While developing new materials, it was realized that cathode materials using copper had not been adequately screened. This may be due to the fact that the Cu³⁺ and Cu⁴⁺ oxidation states are relatively uncommon, with KCuO₂ and some Cu-containing superconductors being the most well-known. Spinel-type LiCu_½Mn_1½O₄ was developed and reported in 1997 for lithium ion batteries.^12,13 It never garnered the intense interest of its nickel analogue, LiNi_½Mn_1½O₄, due to the complex and undesirable mixing of lithium and copper in both tetrahedral and octahedral sites.¹⁴ Despite the issues in developing cathode materials based on copper for lithium ion batteries, we have found that the Cu²⁺/Cu³⁺ redox couple works very well in P2-type sodium layered oxides.

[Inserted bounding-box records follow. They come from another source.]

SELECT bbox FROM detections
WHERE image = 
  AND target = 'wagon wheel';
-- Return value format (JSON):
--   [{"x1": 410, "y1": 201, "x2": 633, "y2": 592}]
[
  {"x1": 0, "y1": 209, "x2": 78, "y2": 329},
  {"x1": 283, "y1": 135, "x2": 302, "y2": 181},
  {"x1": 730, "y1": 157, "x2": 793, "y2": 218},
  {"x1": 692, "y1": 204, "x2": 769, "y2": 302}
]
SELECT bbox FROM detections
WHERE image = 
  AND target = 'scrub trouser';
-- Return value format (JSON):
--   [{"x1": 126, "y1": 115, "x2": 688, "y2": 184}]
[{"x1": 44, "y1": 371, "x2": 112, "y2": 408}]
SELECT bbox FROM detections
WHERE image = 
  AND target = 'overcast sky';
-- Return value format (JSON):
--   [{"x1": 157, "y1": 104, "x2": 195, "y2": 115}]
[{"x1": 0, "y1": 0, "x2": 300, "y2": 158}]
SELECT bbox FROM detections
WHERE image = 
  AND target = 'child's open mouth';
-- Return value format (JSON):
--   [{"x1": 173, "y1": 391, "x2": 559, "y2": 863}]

Indeed, another recent report has also come to the same initial conclusion.¹⁵ This opens up a new avenue for design of this important class of materials.

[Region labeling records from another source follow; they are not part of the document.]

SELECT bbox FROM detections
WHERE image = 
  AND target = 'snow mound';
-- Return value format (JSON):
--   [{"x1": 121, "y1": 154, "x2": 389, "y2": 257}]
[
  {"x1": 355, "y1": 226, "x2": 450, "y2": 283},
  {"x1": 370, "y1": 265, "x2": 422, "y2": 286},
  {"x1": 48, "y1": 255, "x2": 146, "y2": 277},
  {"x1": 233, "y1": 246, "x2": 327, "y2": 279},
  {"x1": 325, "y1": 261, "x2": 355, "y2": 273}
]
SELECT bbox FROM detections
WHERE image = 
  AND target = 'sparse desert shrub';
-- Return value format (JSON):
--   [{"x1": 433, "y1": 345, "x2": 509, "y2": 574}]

The nomenclature of P2-type oxides with hexagonal crystal structure was proposed by Delmas & Hagenmuller, referring to the ABBA stacking of the transition metal (MO₂) layers in each cell and prismatic environment of the sodium ions (Figure 1).¹⁶ The O3-type (octahedral alkali ion) is also very common, which encompasses almost all commercial lithium layered oxides, along with a variety of sodium-containing oxides – crystallizing in both the rhombohedral and monoclinic crystal structures. The chemistry is particularly rich for Na-containing P2 and O3 materials, with extensive possibilities for cationic substitution into the transition metal layers.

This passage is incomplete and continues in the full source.